Dans son avis 129, le CCNE estime possible de travailler à des fins de recherche sur des embryons surnuméraires constitués dans le cadre de fécondations in vitro (Fiv) et qui ne seront pas utilisés avec un projet parental, et à la condition que ces embryons ne soient pas implantés. L'objectif est par exemple de mieux comprendre le développement embryonnaire précoce et d’améliorer les techniques d’aide médicale à la procréation. Actuellement, le taux de succès des FIV est de l'ordre de 50%. Mais, un vaccin ou un médicament qui ne serait efficace que dans 50% des cas ne serait jamais mis sur le marché ! Voilà pourquoi des chercheurs ont envie de produire de nouvelles connaissances dans ce domaine.

En revanche, nous sommes opposés à ce que l'on crée de nouveaux embryons à visée de recherche. C'est un sujet très complexe, mais malgré tout compréhensible si l'on prend le temps de l'expliquer. Et ce côté explicatif essentiel, c'est aussi le rôle du CCNE.

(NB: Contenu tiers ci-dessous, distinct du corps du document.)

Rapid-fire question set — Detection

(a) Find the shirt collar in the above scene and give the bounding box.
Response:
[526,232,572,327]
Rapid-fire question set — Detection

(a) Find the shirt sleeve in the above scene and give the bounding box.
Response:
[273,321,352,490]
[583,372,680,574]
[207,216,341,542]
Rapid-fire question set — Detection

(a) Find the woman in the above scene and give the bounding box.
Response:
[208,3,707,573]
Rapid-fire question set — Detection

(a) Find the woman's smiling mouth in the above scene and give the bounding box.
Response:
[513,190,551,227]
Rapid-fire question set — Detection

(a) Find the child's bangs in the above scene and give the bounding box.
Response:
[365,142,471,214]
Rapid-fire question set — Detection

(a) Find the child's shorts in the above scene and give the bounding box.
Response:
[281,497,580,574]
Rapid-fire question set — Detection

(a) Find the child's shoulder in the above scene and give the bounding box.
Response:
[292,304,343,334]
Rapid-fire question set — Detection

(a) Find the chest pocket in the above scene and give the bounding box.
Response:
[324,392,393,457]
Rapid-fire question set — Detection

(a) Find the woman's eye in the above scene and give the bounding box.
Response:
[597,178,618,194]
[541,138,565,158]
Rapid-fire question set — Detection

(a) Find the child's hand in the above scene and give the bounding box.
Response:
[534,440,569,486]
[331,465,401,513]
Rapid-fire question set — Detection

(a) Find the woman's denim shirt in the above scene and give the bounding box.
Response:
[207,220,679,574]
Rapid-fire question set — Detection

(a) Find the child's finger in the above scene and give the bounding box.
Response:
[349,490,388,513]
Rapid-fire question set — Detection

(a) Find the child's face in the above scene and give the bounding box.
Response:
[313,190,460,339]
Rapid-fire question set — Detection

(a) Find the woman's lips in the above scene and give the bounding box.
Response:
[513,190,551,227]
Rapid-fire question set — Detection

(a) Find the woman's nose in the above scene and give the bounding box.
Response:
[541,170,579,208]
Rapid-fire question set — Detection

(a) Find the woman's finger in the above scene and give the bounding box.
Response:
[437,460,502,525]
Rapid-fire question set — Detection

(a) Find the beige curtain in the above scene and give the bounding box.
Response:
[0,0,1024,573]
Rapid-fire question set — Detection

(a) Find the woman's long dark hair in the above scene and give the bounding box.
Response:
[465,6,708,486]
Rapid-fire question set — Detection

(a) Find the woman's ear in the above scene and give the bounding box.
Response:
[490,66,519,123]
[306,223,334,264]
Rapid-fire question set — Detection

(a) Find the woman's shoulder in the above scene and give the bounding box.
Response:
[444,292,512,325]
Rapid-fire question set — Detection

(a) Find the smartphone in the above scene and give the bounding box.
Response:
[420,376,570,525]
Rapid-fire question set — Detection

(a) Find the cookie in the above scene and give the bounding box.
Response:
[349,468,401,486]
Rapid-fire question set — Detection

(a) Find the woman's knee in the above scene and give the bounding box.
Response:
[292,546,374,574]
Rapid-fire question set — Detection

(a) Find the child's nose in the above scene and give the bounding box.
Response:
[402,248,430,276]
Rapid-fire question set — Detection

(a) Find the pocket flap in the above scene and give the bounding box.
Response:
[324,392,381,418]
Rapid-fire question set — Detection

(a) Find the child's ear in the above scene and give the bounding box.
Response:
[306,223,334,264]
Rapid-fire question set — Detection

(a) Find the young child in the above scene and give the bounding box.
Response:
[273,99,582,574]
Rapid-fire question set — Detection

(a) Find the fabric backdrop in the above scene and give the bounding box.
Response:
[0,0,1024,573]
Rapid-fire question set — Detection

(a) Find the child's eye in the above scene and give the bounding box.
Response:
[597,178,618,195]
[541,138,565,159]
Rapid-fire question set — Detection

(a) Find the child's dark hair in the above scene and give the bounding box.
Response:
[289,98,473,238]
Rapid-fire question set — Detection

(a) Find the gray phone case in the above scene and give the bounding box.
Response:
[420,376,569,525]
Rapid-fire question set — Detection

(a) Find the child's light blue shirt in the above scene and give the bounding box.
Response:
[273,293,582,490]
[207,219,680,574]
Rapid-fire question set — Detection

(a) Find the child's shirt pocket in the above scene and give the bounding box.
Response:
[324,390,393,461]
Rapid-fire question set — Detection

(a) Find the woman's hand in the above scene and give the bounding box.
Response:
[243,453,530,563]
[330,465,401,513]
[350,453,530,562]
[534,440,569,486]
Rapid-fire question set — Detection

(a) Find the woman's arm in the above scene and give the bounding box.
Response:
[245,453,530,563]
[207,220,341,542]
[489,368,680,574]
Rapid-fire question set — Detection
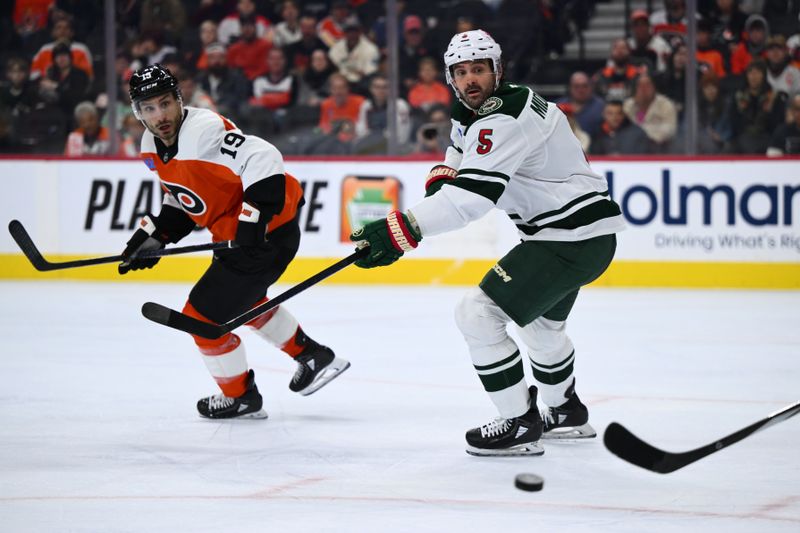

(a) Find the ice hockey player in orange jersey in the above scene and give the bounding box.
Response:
[119,64,350,418]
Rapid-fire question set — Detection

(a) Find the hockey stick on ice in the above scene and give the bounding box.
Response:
[603,402,800,474]
[8,220,236,272]
[142,248,369,339]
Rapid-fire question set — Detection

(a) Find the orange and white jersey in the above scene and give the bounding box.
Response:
[141,107,303,241]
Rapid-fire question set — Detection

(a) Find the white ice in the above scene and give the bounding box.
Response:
[0,282,800,533]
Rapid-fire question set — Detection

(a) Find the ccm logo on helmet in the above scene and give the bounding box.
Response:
[161,180,206,215]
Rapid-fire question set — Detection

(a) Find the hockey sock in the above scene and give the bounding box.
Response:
[518,317,575,407]
[247,304,309,357]
[456,289,531,418]
[183,302,248,398]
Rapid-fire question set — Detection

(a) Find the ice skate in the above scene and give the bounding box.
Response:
[197,370,267,419]
[289,339,350,396]
[466,387,544,457]
[542,381,597,439]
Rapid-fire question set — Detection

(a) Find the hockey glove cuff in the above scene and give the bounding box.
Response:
[425,165,458,197]
[236,202,267,248]
[350,211,422,268]
[117,215,164,274]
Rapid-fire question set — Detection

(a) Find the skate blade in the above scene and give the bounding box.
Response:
[466,441,544,457]
[297,357,350,396]
[542,424,597,440]
[197,409,269,421]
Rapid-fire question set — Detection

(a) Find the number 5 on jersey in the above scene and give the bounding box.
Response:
[219,132,244,159]
[476,128,493,155]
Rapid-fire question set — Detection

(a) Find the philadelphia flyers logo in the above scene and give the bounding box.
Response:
[161,180,206,216]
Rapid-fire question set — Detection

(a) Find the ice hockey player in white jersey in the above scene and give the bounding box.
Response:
[350,30,624,455]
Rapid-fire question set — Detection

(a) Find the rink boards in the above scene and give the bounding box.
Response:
[0,158,800,289]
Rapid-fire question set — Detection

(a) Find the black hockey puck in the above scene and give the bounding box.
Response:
[514,474,544,492]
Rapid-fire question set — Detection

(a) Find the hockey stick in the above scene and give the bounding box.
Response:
[8,220,236,272]
[142,248,369,339]
[603,402,800,474]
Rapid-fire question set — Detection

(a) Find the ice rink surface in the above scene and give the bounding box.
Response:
[0,282,800,533]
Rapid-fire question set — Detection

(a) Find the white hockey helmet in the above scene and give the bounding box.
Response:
[444,30,503,94]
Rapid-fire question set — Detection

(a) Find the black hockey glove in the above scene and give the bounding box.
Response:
[117,215,164,274]
[236,202,268,248]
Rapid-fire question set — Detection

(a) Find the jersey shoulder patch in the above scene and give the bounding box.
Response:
[478,83,531,118]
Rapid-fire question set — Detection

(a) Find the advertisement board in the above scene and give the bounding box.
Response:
[0,159,800,286]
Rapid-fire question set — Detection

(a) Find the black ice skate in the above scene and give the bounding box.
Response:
[197,370,267,418]
[289,339,350,396]
[467,387,544,457]
[542,380,597,439]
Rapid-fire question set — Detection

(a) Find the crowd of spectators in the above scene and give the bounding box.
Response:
[0,0,800,157]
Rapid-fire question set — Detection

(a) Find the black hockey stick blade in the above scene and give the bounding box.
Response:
[8,220,236,272]
[603,402,800,474]
[142,248,369,339]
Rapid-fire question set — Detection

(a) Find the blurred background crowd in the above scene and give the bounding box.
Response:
[0,0,800,157]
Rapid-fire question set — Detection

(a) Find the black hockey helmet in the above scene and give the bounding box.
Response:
[128,63,183,120]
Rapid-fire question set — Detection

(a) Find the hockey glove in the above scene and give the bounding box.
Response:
[117,215,164,274]
[236,202,267,248]
[350,211,422,268]
[425,165,458,197]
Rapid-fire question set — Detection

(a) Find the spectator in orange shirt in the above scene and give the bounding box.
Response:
[227,15,272,81]
[31,16,94,80]
[408,57,451,112]
[695,19,727,79]
[64,102,110,157]
[731,15,769,75]
[319,72,364,133]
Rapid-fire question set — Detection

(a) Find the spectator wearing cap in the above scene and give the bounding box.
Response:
[64,102,111,157]
[272,0,303,48]
[30,16,94,80]
[731,15,769,75]
[139,0,186,43]
[766,35,800,96]
[622,70,678,153]
[650,0,700,49]
[328,16,381,88]
[217,0,272,45]
[298,50,337,107]
[697,70,733,154]
[628,9,672,72]
[397,15,433,91]
[199,43,252,121]
[408,57,453,112]
[227,14,272,81]
[731,59,786,154]
[767,94,800,157]
[589,100,652,155]
[317,0,350,48]
[556,71,605,137]
[286,14,328,76]
[592,39,643,100]
[190,20,219,70]
[250,48,299,110]
[39,43,89,123]
[355,74,411,154]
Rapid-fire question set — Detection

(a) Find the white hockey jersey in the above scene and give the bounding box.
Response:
[409,83,625,241]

L'avis du CCNE sur la bioéthique

Bioéthique : la contribution mutualiste

"En participant aux Etats généraux de la bioéthique, la Mutualité Française a souhaité exprimer sa réflexion et, dans le cadre du débat social, contribuer à l'élaboration d'un consensus dans le champ éthique, scientifique, médical, et technologique", a rappelé Eric Chenut, administrateur de la FNMF, le 16 octobre 2018, à l'occasion d'une audition de la Mission d’information sur la révision de la loi relative à la bioéthique de l'Assemblée nationale.

"Nous avons construit cette contribution à l'intérieur du mouvement, et poursuivi la réflexion à l'occasion de notre congrès", a-t-il poursuivi avant d'exposer, avec Alexandre Tortel, directeur adjoint des affaires publiques, les cinq principes de la contribution mutualiste : participer à l'émancipation de nos concitoyens afin que tous, assurés sociaux, patients, personnes en situation de handicap ou de dépendance, disposent de tous les éléments leur permettant d'être maîtres de leurs décisions ; réhabiliter la question du risque dans notre société ; défendre l'égal accès au progrès ; conforter la notion de démocratie dans les choix sociétaux ; et enfin garantir le principe du libre choix et du consentement concernant l'usage des données de santé.